I think it's going to be about editing. You're going to curate the world around you in a very different way. Each brand is going to be able to give you certain parts of the pie and we have to stop relying on brands giving you the entire thing because that’s impossible. The caveat to all this is, we can’t force it. We're so about having the need to have a solution tomorrow like ‘Is there a fashion show tomorrow?’ I've done so many interviews recently and people asking me ‘Are you going seasonless, are you doing this, are doing that?’ I have no idea. My priority right now is to make sure I continually exercise my creative right within the brand to continually stimulate the team to make sure that we do not drop the rhythm.

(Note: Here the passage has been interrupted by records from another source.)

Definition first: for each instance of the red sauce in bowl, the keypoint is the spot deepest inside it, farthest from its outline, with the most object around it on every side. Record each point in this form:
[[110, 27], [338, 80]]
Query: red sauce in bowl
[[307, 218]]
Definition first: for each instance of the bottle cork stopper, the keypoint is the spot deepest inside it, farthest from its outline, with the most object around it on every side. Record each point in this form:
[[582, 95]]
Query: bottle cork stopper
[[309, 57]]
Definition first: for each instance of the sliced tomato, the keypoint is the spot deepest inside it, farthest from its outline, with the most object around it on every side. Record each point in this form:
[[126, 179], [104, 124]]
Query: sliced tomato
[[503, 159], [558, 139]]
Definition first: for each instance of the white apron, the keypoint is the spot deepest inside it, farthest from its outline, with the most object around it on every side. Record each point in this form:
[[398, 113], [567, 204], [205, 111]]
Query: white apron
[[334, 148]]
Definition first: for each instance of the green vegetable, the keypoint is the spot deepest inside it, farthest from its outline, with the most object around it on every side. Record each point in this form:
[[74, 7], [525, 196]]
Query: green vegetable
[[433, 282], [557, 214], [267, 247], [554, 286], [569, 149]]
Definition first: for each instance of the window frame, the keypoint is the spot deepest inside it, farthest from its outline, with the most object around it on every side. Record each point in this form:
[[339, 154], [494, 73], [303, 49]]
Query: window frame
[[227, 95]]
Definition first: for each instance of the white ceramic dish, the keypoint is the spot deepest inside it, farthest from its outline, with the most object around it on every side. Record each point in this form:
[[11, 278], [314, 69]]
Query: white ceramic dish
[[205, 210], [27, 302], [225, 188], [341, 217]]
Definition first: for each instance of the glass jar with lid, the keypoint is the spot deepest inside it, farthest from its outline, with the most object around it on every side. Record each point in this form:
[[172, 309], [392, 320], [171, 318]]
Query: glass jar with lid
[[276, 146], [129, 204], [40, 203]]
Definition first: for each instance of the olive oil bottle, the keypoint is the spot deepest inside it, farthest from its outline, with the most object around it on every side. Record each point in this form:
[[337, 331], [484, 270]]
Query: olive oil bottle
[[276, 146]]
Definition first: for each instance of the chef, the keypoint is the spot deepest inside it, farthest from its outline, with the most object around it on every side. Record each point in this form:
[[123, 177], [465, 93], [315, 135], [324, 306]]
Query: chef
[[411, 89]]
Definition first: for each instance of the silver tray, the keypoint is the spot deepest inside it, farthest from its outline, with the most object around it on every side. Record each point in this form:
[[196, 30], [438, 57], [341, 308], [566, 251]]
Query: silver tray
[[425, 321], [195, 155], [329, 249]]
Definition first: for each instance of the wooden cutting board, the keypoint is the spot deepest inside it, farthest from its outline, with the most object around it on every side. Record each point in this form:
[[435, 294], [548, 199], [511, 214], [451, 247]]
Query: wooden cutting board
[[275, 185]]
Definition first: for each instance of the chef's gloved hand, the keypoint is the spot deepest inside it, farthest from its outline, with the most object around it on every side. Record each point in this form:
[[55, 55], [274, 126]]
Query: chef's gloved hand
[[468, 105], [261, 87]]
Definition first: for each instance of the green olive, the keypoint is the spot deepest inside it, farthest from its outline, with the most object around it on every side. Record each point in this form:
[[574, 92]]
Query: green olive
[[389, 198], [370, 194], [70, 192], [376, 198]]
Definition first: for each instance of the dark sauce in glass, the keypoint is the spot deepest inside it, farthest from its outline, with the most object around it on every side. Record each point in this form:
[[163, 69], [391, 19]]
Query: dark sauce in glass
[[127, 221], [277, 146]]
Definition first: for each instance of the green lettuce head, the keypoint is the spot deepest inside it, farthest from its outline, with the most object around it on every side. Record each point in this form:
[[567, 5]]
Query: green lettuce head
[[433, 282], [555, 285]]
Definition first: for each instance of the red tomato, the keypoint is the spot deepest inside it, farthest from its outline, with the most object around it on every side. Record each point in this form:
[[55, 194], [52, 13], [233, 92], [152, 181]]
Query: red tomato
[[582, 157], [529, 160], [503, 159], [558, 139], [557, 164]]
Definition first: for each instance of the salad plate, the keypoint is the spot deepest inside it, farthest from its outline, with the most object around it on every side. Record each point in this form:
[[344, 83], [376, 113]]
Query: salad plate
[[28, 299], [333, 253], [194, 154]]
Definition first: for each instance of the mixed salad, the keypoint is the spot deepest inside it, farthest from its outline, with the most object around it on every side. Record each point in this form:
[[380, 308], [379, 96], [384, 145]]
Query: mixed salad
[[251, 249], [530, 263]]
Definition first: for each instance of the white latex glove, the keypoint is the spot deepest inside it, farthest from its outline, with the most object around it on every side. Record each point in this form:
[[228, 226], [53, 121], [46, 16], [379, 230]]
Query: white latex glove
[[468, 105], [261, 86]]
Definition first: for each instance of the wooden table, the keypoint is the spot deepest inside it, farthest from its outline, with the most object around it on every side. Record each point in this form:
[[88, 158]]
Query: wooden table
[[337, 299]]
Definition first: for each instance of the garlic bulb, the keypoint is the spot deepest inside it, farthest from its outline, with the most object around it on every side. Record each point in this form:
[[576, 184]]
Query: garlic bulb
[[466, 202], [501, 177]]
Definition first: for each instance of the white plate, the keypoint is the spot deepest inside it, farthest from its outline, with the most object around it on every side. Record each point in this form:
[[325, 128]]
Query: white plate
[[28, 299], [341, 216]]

I have a responsibility to the store staff that they have something exciting to be able to talk about and that we have a point of view and at the same time, I want to keep making sure that the business is profitable so that we retain jobs.
What should change?
My worry with fashion and many forms of art is that we’re rushing to the end solution before we have actually tackled the problem. I think it’s about think tanking the problems as they arise and then from that, we’re going to be able to see what the future is because if we dip into say a U-shaped recession or an L-shaped one at a worst case scenario, things can be different in terms of what people's needs are in the end. I think it's the most important moment for fashion to be quiet and to reflect.
My grandfather used to tell me that you always need to thatch your roof. So in Ireland you have houses made of straw. The roof is made of straw and it balks so you have to fix it all the time and this is a moment to do internal fixing. Don’t fix the industry, fix your own problem and then the solution will come. I think it's what everyone's been doing.
Everyone is sitting at home, they've tidied they're house, they've cleared the drawers, they don't want more. In a weird way, everyone has thatched their roof. And the other part of it is that my dad always tells me a story about the idea of sharpening the saw. These two brothers, they go out into a forest and they're cutting trees into lines and one of the brothers at lunch time takes a break and the other brother is like, ‘I'm going to continue cutting because I want to cut more trees.’ And they come to the end of the day, the brother has his lunch and then goes back and starts cutting trees and they compare the trees and the brother who's worked all day says, ‘Well how did you cut more trees than me?’ And then the brother turns around and says, "Well I sharpened my saw.’ So through this process, I'm so excited to see what product design comes in the next two to three years because I think it can be incredibly exciting.
Jonathan, thank you so much for taking the time today.